Zaloguj się do konta

Nasza nowa łódz (jacuzzi)

Coś mnie podkusiło żeby znowu wypocić parę zdań na temat naszych wędkarskich wypraw. Mowa o mnie i moim bracie. Nasze wędkarskie hobby to pasmo wielu przygód ,niepowodzeń i zabawnych historii .Z wód śródlądowych przenieśliśmy się na Zatokę Gdańską. Przyczyn jest wiele, brak ryb w wodach PZW,wysokie składki ,w większości zbiorników brak możliwości zwodowania łodzi. Po zamianie naszej ostatniej pływającej jednostki (wanny)gabarytowo takie miała rozmiary, teraz mamy (jacuzzi) prawie trzy metry długości i metr sześćdziesiąt szerokości. Dziewięć koni w silniku yamaha ,dwa wiosła i duży kubek na zbędne płyny z pęcherza moczowego oraz parę pampersów w rozmiarze XXL w razie grubszych komplikacji. W gruncie rzeczy ten ostatni gadżet jest zbędny tak jak kuloodporna kamizelka którą komandos bierze na akcję do plecaka zamiast ją włożyć na siebie. Naszymi przeciwnikami są trocie,turboty,belony,śledzie a ostatnio nawet kilkuset kilogramowe, włochate foki. Jak to mówią ,jak się nie ma co się lubi to się lubi co się ma. Na te ostatnie oczywiście nie polujemy ze względu na całkowitą ochronę ,no i mają strasznie dużo sierści zamiast ości. A tak prawdę mówiąc to one ostatnio polowały na nas. Prawie każde wypłynięcie na słoną wodę daje nam nowe doświadczenie. Czasami bolesne ,czasami zabawne ale zawsze uczy nas szacunku i pokory wobec matki natury. Jak do tej pory dzięki tym darowanym lekcjom natury nie poszły one w las tylko w nas. Na jednej z pierwszych wypraw przekonaliśmy się że oglądanie horroru w zaciszu domowych pieleszy to nie to samo co przeżycie go na własnej skórze. Przeanalizowanie dokładnie pogody to podstawa aby wyjść w morze ,ale pogoda zmienną jest jak kobieca natura. Jesteś gotowy do działania,zwarty i czujny ,ale migrena partnerki krzyżuje twoje plany.
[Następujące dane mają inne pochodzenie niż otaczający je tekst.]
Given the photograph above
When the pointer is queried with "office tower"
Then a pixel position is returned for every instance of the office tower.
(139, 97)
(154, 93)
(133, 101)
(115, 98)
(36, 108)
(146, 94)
To samo z pogodą ,kiedy jesteś już nad wodą warunki są zupełnie inne,twoja zwartość opada a czujność zasypia wraz z nie najlepszym humorem . Ale działać trzeba bo po to tu przytargałeś swoje cztery litery i cały ten sprzęt. 

Po zwodowaniu łodzi okazało się że niewielka mgła jest tak naprawdę klaustofobiczną ,nieprzeniknioną wodną ścianą. Widoczność ograniczona góra dziesięć metrów,choć oko wykol ni w ząb nie wiesz jak i gdzie masz płynąć. Jedyną przydatną rzeczą jaką na szczęście posiadamy jest GPS dzięki któremu udaje się wypłynąć na zatokę. Normalnie nasza dwuosobowa załoga jest zgrana, ale czasami prychamy na siebie jak uliczne koty. Tak też było w tym momencie,jeden uważał że ta wyprawa to kompletna klapa i należy zwinąć majdan ,jechać do domu i jakoś obłaskawić małżonki . Drugi miał zgoła zupełnie inne podejście do tego zagadnienia jakie stanowiła mgła. A mianowicie zero konkurencji ,cisza , spokój i zupełnie nowe doświadczenie z trudnymi warunkami atmosferycznymi. Tylko nic gamoń nie wspomniał po co tu właściwie jesteśmy,cheloł!!! mieliśmy łowić ryby a nie wytrzeszczać oczy i nasłuchiwać czy przypadkiem inni narwańcy nie zaparkują w naszą burtę. Po nieodzownej kociej wojnie, rozwinęliśmy sprzęt i dalej w trolling Po trzech godzinach błądzenia w kompletnym mleku i oczywiście bez jakichkolwiek oznak brania ryby, jednogłośnie postanowiliśmy skończyć tą nierówną walkę i zawinąć do przystani. W drodze powrotnej postanowiłem sobie poprawić humor śpiewając adekwatną szantę do danej sytuacji a mianowicie- hej ho na umrzyka skrzyniiiii w mordę dodaj gazu bo będzie po nas .Ten gamoń powinien zauważyć że mam wielkie wyłupiaste oczy ze strachu i że nie jest to zmiana słów piosenki tylko ostrzeżenie przed grożącym nam niebezpieczeństwem. Jako sternik i kapitan patrzy do przodu , a ja jako majtek siedząc na dziobie, mam widok na rufę , więc wcale się nie dziwię że nie widział wyłaniającej się z potwornej mgły, zaledwie dziesięć metrów za nami dziób kilkupiętrowego monstrum . To w takiej sytuacji przydają się pampersy , ale kto myśli w tym momencie o ich zakładaniu kiedy statek widmo zamierza cię staranować. Normalna jednostka powinna być widoczna na jego radarze , ale nasze (jacuzzi) nie ma nawet prysznica a co dopiero jakiś ekran który odbijał by jego fale radarowe. Więc byliśmy dla niego kompletnie niewidoczni . W innym przypadku dałby sygnał dzwiękowy , albo krzyknął przez tubę -ej gamonie jazda mi spod dziobu bo zrobię z was mielonkę. Ale czy słoń zobaczy małą mrówkę kiedy ta jest pod jego drodze i do tego pod jego stopą.

Opinie (3)

Expensiw

hehe ale sie usmialem , sympatycznie odrazu mam lepszy humor [2015-01-21 16:55]

darek 218

dobre!ale sie usmialem,ja widzialem morze 20 lat temu.tu tylko gory [2015-01-25 09:30]

marcinamber

Fajnie opisane i z dużą dawką humoru. Taki tekst potrafi człowieka zachęcić do nowych wyzwań :) Pozdrawiam i może do zobaczenia na wodzie. [2015-02-12 13:48]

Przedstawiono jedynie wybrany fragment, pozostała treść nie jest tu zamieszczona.